The elevator lurches floor to floor and I take this opportunity to interview the patient more thoroughly. He doesn't really want to play this game. He'd rather talk about something else. I feel his heart pumping thick blood through his circulatory system with my two fingers on his flaky, white-skinned wrist.

We load him into the ambulance and the firemen return to the meal simmering on the stove. I shut the doors and cover him with a blanket. "Let's do it all," I said to my partner.

I go through the motions like a robot. Lean and grab the blood pressure cuff. Stand and open the clear cabinet holding all the IV's. He sits there chewing the aspirin I gave him in the elevator.

My partner hooks him up to the heart monitor and out of the corner of my eye I see an abnormality.

"Maybe we should do a 12-lead?" my partner says as the dieing tissue in the patient’s heart makes itself known.

My partner unbuttons his shirt as the short man declares he is feeling much better. Six white, square stickies are placed strategically along his chest. From his right nipple all the way around the left side of his chest, wires are dangling from his hairy chest. We beg him not to move so we can get a clear picture on the print out.

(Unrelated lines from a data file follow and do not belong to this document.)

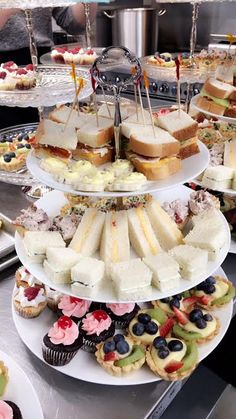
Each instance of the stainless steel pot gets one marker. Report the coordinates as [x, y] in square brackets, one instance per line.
[136, 29]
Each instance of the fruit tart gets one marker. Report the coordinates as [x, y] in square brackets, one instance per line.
[214, 292]
[198, 326]
[172, 359]
[120, 356]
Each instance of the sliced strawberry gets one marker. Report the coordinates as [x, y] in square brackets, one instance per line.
[182, 318]
[166, 327]
[111, 356]
[173, 366]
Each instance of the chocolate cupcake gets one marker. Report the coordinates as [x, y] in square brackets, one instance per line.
[96, 327]
[122, 314]
[62, 342]
[73, 307]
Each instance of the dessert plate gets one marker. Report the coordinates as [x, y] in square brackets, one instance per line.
[84, 365]
[51, 204]
[20, 390]
[214, 115]
[191, 168]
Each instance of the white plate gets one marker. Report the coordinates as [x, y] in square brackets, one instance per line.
[20, 390]
[53, 201]
[221, 118]
[85, 367]
[191, 167]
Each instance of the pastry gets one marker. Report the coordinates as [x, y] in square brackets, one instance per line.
[119, 356]
[62, 342]
[95, 327]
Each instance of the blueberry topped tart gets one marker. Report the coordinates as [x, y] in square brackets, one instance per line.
[120, 356]
[172, 359]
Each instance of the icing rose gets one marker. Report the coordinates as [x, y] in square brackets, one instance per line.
[6, 411]
[64, 331]
[121, 309]
[72, 306]
[96, 322]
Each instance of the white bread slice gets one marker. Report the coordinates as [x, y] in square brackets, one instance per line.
[165, 271]
[161, 145]
[142, 236]
[115, 245]
[53, 134]
[218, 88]
[166, 230]
[61, 114]
[230, 153]
[96, 136]
[192, 261]
[179, 124]
[88, 234]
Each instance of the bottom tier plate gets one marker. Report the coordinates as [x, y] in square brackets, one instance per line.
[84, 365]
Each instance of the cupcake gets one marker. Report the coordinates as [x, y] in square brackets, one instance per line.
[73, 307]
[53, 297]
[122, 314]
[29, 302]
[119, 355]
[25, 279]
[62, 342]
[95, 328]
[9, 410]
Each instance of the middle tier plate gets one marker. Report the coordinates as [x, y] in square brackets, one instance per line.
[191, 168]
[52, 202]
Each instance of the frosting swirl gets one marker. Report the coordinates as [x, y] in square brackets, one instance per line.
[64, 331]
[121, 309]
[72, 306]
[96, 324]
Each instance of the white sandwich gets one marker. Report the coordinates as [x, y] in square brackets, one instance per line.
[37, 242]
[218, 177]
[58, 264]
[115, 245]
[87, 237]
[86, 277]
[166, 230]
[192, 261]
[142, 236]
[132, 280]
[165, 271]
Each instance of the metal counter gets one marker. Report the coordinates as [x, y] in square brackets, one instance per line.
[64, 397]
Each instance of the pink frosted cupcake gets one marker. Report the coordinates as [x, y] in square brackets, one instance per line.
[96, 327]
[73, 307]
[122, 314]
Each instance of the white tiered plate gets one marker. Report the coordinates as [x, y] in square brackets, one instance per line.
[85, 367]
[191, 167]
[53, 201]
[20, 390]
[214, 115]
[55, 86]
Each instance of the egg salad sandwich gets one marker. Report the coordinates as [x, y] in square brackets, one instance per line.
[87, 237]
[141, 233]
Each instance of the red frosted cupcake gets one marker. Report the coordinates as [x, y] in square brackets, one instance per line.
[96, 327]
[73, 307]
[62, 342]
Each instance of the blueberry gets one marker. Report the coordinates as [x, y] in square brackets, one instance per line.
[201, 323]
[138, 329]
[109, 346]
[163, 353]
[122, 347]
[151, 328]
[208, 317]
[118, 338]
[159, 342]
[175, 345]
[195, 315]
[144, 318]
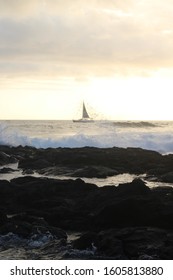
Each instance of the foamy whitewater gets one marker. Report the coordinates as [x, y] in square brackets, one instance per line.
[150, 135]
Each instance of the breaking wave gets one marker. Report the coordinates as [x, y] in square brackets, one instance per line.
[103, 136]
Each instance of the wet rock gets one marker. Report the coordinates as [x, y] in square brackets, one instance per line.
[86, 241]
[5, 158]
[94, 171]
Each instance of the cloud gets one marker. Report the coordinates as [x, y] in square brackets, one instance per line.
[102, 37]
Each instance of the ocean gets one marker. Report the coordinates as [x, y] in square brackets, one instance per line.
[152, 135]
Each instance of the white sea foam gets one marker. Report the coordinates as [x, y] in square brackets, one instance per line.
[43, 134]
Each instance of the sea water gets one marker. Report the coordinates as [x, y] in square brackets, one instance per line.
[152, 135]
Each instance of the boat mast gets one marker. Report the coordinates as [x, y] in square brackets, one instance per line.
[85, 113]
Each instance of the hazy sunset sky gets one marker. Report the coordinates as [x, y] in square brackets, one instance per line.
[117, 55]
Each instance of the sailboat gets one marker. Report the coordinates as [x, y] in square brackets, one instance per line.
[85, 115]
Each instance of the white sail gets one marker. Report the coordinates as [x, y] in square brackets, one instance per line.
[85, 115]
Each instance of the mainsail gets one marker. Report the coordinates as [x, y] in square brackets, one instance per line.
[85, 115]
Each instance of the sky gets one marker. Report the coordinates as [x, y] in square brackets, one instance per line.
[115, 55]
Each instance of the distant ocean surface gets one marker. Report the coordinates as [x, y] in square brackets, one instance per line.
[152, 135]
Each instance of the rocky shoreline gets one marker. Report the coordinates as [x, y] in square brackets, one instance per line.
[131, 221]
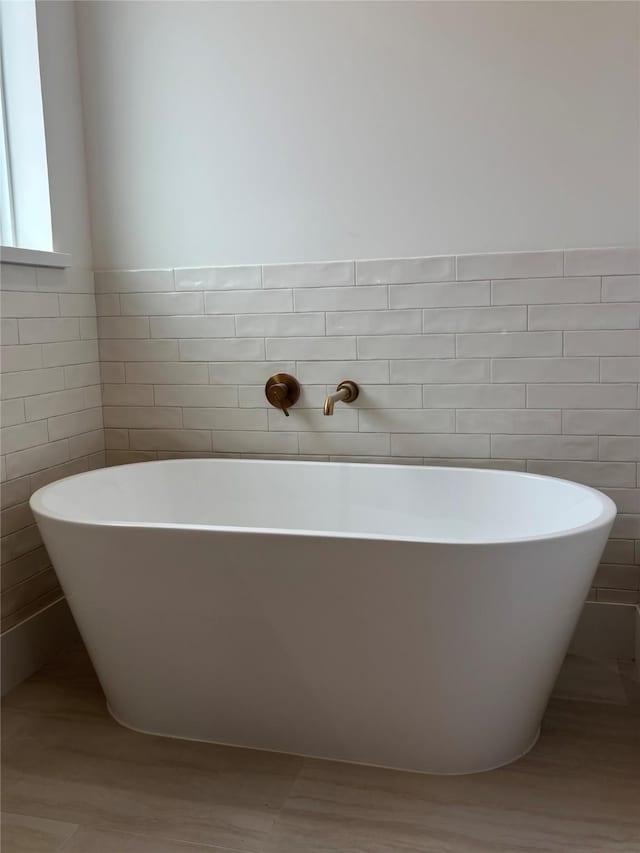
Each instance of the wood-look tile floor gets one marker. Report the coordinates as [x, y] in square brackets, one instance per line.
[76, 781]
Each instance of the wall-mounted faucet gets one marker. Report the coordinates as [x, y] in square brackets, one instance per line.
[346, 391]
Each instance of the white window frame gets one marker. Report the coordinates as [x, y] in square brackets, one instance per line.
[26, 234]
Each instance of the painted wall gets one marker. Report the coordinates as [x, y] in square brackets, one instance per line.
[226, 133]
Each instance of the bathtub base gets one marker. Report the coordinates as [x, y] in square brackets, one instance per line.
[434, 656]
[423, 770]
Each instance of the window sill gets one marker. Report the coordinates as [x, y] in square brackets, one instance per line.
[34, 257]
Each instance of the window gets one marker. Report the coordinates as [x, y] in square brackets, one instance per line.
[25, 207]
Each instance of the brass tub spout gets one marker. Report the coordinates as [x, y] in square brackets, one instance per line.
[346, 391]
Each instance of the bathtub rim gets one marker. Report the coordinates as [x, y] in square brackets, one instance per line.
[606, 516]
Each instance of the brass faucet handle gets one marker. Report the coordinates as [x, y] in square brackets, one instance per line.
[282, 391]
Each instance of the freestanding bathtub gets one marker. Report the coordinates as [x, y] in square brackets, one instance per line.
[393, 615]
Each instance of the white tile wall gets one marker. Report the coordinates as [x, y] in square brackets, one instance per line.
[50, 416]
[526, 361]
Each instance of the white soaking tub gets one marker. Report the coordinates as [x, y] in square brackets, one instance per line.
[394, 615]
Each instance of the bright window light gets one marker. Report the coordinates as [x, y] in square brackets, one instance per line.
[25, 207]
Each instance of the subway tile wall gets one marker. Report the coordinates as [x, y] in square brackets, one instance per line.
[50, 415]
[527, 361]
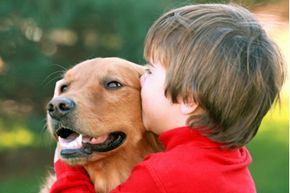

He's having a huge heart attack. The anterior and lateral aspects of his heart are dieing rapidly in front of me.

"How's your pain?" I ask with a little more urgency.

"It's down to about a zero," he laughs. "Why? Am I sick?"

I explain what is going on with and tell him things are going to move a little faster now. We are going to go lights and sirens to the hospital and I'm going to need to do a whole lot more. "You're going to need to answer all my questions the best you can," I shouted over the loud sirens.

And with that, my luck turned drastically. Sitting in front of me was the acutely ill person I had been hoping to help for the last few weeks.

The ambulance his sixty, in twenty seconds. And I went from zero, to ohh crap in half as many.

Comments

Kate said…
Love your writing. Thanks for keeping me entertained!
MonkeyGirl said…
"Zero to Oh Crap" is right. I have to say, though, I still love that jolt of adrenaline when I see the ST elevation on the 12-lead.
HollyB said…
I hope he made it. ANd I'm sure you gave him excellent care.
Callie Ann said…
What's this leaving us with a Cliff Hanger hope you'll finish the story soon.
BCFD36 said…
I learned years ago to be careful what I wished for, lest I get it.